Scenario Demo - nps-ros2/ns3_gazebo GitHub Wiki
We use lessons learned from the ROS2 ns3 Gazebo Demos 1-3 to build this demo.
Here we demonstrate defining an ad-hoc Wifi communication using a CSV file and testing network flows using ns-3 and a test launcher script.
Here are the sections of this page:
- Setup - Set up the environment to run the demos.
- Demo 1: Proof of concept. Here we show how we put together the ns-3 network simulator program, the testbed GUI showing performance, and the program that starts the robots.
- Demo 2: Scenario builder. Here we implement a parser for building the scenario from a CSV file.
- Demo 3: C++. Due to bottleneck performance, we reimplement robot code in C++ and observe the same bottleneck.
- Demo 4: Simtime mode. We test using simulation time instead of realtime, but DDS runs in realtime when managing DDS reliable protocol.

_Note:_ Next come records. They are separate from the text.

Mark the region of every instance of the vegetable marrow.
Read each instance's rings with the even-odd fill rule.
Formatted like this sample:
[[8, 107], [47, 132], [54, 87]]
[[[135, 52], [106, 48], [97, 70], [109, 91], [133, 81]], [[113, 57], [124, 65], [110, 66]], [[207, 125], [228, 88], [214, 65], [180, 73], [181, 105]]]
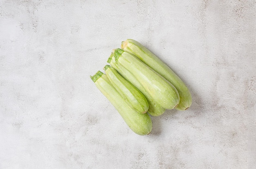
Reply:
[[150, 133], [152, 122], [148, 114], [140, 114], [132, 108], [112, 85], [107, 76], [101, 72], [99, 71], [90, 77], [134, 132], [141, 135]]
[[156, 103], [166, 109], [177, 105], [180, 97], [171, 83], [133, 55], [119, 48], [113, 53], [112, 59], [133, 74]]
[[184, 110], [190, 107], [192, 97], [189, 89], [175, 73], [156, 56], [138, 42], [131, 39], [123, 42], [121, 48], [135, 55], [175, 87], [180, 95], [180, 103], [176, 109]]
[[114, 58], [111, 59], [113, 55], [114, 54], [112, 53], [108, 61], [108, 62], [110, 64], [112, 67], [115, 68], [128, 81], [132, 83], [146, 97], [148, 103], [148, 113], [153, 116], [159, 116], [162, 114], [164, 112], [165, 109], [154, 101], [152, 97], [133, 75], [119, 64], [118, 62], [115, 61]]
[[115, 68], [106, 65], [104, 69], [113, 86], [129, 105], [140, 113], [146, 113], [148, 110], [148, 104], [145, 96]]

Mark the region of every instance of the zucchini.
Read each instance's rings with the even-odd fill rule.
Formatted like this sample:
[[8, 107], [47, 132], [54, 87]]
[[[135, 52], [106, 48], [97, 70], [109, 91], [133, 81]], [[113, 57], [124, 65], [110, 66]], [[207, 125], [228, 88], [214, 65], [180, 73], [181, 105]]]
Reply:
[[135, 55], [172, 83], [180, 95], [180, 103], [176, 109], [184, 110], [192, 103], [191, 94], [182, 81], [156, 56], [138, 42], [128, 39], [122, 42], [121, 48]]
[[159, 116], [162, 114], [165, 111], [165, 109], [162, 108], [160, 105], [157, 103], [153, 100], [152, 97], [144, 88], [136, 77], [128, 70], [115, 61], [114, 58], [112, 59], [114, 55], [113, 53], [110, 57], [108, 62], [110, 64], [111, 66], [115, 68], [120, 75], [122, 75], [128, 81], [132, 83], [141, 93], [142, 93], [148, 101], [148, 113], [153, 116]]
[[154, 101], [166, 109], [173, 109], [180, 101], [176, 89], [165, 79], [133, 55], [117, 48], [114, 58], [136, 78]]
[[107, 76], [98, 71], [90, 76], [96, 86], [116, 108], [130, 128], [141, 135], [148, 134], [152, 129], [152, 122], [147, 113], [138, 113], [132, 108], [113, 86]]
[[109, 65], [104, 67], [105, 73], [113, 86], [133, 109], [140, 113], [145, 113], [148, 104], [145, 96], [130, 83]]

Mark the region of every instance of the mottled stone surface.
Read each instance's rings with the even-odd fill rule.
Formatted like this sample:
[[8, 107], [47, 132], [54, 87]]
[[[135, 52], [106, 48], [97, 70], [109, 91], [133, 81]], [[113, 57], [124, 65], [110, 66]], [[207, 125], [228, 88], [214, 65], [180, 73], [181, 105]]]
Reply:
[[[0, 169], [256, 168], [255, 0], [0, 1]], [[191, 107], [137, 135], [90, 78], [133, 39]]]

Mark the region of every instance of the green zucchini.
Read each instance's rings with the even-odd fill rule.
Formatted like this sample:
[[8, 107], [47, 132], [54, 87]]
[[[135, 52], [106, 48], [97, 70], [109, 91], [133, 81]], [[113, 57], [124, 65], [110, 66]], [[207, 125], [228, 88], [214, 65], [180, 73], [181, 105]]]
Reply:
[[171, 83], [132, 55], [119, 48], [113, 53], [112, 59], [133, 74], [156, 103], [166, 109], [177, 105], [180, 97]]
[[136, 56], [175, 87], [180, 95], [180, 103], [176, 109], [184, 110], [190, 107], [192, 97], [189, 90], [178, 76], [156, 56], [138, 42], [131, 39], [123, 42], [121, 48]]
[[132, 108], [112, 85], [107, 76], [101, 72], [99, 71], [90, 77], [134, 132], [141, 135], [150, 133], [152, 122], [147, 113], [140, 114]]
[[146, 97], [148, 103], [148, 113], [153, 116], [159, 116], [162, 114], [164, 112], [165, 109], [155, 103], [133, 75], [118, 62], [115, 61], [114, 58], [111, 59], [113, 55], [114, 54], [111, 53], [108, 62], [110, 64], [112, 67], [115, 68], [128, 81], [132, 84]]
[[113, 86], [129, 105], [140, 113], [146, 113], [148, 110], [148, 104], [145, 96], [115, 68], [106, 65], [104, 69]]

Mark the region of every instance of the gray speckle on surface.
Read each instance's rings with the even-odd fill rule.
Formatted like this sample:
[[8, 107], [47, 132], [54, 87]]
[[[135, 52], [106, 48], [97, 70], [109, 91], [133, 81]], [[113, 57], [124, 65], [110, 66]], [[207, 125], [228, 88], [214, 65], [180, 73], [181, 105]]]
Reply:
[[[256, 2], [0, 2], [0, 169], [256, 168]], [[90, 78], [135, 39], [191, 90], [134, 134]]]

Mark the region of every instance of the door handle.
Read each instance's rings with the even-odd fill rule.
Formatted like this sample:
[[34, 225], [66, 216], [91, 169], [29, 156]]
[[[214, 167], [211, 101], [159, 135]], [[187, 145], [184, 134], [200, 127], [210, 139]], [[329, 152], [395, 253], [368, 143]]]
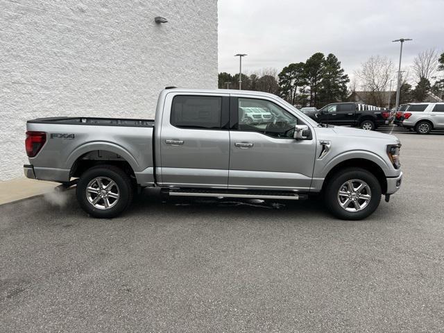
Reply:
[[253, 144], [252, 142], [236, 142], [234, 146], [239, 148], [251, 148]]
[[183, 144], [183, 140], [165, 140], [165, 143], [176, 146], [178, 144]]

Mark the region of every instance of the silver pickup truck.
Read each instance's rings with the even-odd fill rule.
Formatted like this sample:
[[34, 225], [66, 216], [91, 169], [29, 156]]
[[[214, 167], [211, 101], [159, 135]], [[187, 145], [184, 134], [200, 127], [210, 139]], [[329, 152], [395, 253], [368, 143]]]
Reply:
[[[250, 121], [252, 108], [268, 117]], [[196, 197], [321, 194], [336, 216], [361, 219], [402, 178], [395, 137], [325, 127], [259, 92], [169, 88], [155, 120], [45, 118], [26, 129], [26, 177], [76, 184], [80, 205], [96, 217], [115, 216], [137, 189], [158, 187]]]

- Demo 5: Latency. We perform more experiments to evaluate measured latency.
Setup
Setup for this demo includes the following installation:
- The ROS2 environment, see https://github.com/nps-ros2/ns3_gazebo/wiki/Installing-the-ROS2-Environment
- The ns-3 (ns-3.29) Network Simulator, see https://github.com/nps-ros2/ns3_gazebo/wiki/Installing-ns-3
- Setup for Network Namespaces and network devices, see https://github.com/nps-ros2/ns3_gazebo/wiki/Installing-Network-Namespaces-and-Network-Topology
- Building the ns3 program and the ROS2 nodes
- Setting up global variables
- Defining your robot scenario
Once setup is complete we run the talker-listener demo between separate network namespaces and between Gazebo and the host.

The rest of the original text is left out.